私はかねてから、文化、教養としての読書にはどうも疑問、抵抗を感じているので
ホームページなどで「読書の自己目的化はよくない」などの発言を繰り返しています。

そのへんのまだ私には表現しきれなかった部分も、本書は見事に暴いてくれた面もありました。

その発想のベースにあるのが、
情報そのものに対する考え方の違い。

長田さんは「情報ではない言葉が重要」であると言います。
そのうえでの「読書」というものを語るので、
これまでの多くの読書論、
つまり、いかに良い本を、いかに効率よく読むか
といたたぐいの発想とはまったく異なる次元で話をすすめています。

 

 
 言葉を情報とだけとらえると、非情報的なことが見えてきません。意味はあっても文体のない言葉が増殖しています。知識としての意味をもちながら、その言葉のもつイメージが生き生きと感覚されない。言葉が文体、スタイルというすぐれて感覚的な魅力を欠くとき、言葉に欠けるのは言葉のちからです。

 知識だけの言葉は、言葉だけ知っていてもその言葉を感覚できない、そういう言葉です。知識だけの情報をつらねた言葉、非情報的な文体を感じさせない言葉がよそよそしくて退屈なのは、「情報を得ること」と「言葉を読むこと」は、決定的に違うからです。

 自分にとってもっとも必要な言葉は、「言葉」だけ漁っても、たぶん見つけられないでしょう。見つけなければならないのは「必要」です。

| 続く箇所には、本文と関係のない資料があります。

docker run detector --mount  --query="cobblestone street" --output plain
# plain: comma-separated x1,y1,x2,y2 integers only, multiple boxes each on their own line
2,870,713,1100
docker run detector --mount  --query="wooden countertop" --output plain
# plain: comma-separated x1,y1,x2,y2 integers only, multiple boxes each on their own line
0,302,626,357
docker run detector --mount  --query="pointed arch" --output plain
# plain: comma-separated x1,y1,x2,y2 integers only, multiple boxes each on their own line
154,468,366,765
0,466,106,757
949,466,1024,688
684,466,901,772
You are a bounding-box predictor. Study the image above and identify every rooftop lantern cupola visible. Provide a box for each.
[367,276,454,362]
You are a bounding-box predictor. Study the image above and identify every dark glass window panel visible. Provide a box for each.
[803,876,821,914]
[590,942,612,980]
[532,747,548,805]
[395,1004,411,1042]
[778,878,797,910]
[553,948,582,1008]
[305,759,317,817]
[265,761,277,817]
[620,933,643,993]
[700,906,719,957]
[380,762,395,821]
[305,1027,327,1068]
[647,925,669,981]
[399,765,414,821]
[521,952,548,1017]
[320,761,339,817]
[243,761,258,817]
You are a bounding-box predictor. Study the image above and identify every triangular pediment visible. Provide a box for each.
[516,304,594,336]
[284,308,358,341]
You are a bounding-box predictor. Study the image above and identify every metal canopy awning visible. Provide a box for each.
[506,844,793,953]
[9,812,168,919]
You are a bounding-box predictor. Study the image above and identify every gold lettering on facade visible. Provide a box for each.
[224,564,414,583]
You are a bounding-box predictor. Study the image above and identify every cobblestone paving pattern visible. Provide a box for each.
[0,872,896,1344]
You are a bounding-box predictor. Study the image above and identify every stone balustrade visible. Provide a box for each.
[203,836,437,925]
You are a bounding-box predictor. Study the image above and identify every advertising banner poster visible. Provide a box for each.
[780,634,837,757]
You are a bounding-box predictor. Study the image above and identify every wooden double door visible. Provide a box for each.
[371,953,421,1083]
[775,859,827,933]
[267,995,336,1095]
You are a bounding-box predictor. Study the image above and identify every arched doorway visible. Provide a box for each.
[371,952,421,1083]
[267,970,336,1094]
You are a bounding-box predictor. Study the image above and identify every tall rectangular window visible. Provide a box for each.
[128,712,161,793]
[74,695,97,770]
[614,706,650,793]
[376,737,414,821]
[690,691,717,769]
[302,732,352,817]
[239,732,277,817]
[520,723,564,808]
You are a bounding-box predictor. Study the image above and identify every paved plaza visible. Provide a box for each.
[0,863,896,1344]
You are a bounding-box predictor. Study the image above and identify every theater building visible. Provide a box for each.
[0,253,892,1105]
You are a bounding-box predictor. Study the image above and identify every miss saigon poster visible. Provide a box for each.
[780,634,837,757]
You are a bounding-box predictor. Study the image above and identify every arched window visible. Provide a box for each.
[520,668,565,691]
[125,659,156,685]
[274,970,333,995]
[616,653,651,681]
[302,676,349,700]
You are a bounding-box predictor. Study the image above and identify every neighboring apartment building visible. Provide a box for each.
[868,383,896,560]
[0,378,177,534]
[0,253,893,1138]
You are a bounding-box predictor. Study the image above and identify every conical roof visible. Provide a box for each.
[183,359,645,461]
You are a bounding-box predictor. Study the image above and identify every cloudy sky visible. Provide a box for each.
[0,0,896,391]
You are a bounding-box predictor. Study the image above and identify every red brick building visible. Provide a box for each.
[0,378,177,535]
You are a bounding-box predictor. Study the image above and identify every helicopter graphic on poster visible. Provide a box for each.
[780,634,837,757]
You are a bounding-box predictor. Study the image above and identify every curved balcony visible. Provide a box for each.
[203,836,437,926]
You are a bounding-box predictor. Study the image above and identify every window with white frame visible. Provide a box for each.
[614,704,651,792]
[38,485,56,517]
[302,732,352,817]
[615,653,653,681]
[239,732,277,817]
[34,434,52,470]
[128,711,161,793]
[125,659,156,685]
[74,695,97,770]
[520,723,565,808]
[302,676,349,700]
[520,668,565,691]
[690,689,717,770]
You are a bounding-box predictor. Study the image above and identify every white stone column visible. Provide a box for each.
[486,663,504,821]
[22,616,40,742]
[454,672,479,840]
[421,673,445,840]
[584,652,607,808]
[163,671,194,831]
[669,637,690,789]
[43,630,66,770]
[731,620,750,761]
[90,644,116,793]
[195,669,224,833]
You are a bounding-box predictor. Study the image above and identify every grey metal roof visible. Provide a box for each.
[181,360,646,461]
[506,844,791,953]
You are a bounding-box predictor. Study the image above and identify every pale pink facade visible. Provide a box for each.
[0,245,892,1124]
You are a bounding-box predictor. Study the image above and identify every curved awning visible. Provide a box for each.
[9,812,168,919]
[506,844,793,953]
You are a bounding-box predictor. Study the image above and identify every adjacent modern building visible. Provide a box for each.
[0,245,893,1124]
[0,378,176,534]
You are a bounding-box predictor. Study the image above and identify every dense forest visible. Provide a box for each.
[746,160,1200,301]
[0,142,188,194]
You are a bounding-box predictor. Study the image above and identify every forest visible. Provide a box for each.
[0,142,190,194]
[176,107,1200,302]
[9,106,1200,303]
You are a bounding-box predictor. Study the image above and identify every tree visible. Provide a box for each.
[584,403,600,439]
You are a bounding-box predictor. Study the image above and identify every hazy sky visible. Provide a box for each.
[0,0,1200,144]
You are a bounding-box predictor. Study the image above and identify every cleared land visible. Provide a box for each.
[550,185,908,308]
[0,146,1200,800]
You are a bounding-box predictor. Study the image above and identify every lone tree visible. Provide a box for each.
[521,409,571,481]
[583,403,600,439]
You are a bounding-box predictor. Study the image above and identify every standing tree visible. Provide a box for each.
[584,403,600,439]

 そういうことを考えれば、言葉でいちばん肝心なことというのは、何かそのものを言い表して一つの意味をなすということではありません。・・・・・


(さらにこんな表現も、)


 得体のしれないものを斥けるのは、得体のしれないものはデータがなくて、競争の役に立たないからです。今日のインターネットまでふくめてのいわゆる情報革命とよばれる技術革新に求められているのは、先んじて新しい競争力を生みだすということです。

 しかし、今からたずねられなけえばならないのは、果たして新しい競争力でしょうか。勝つか負けるかでなくて、いつのときも競争の結果するのは、たいていは共倒れです。

 競争力というのは排除する力のことですが、たずねられなければならないのは、排除する言葉ではなく、ハグ(hug)する言葉、近づく言葉です。


日常の身の回りに氾濫している言葉にどっぷりと浸かっていると、見落としてしまいそうな大事な表現がたくさんあるので、長くなりそうだから、次回の日記に続けることにします。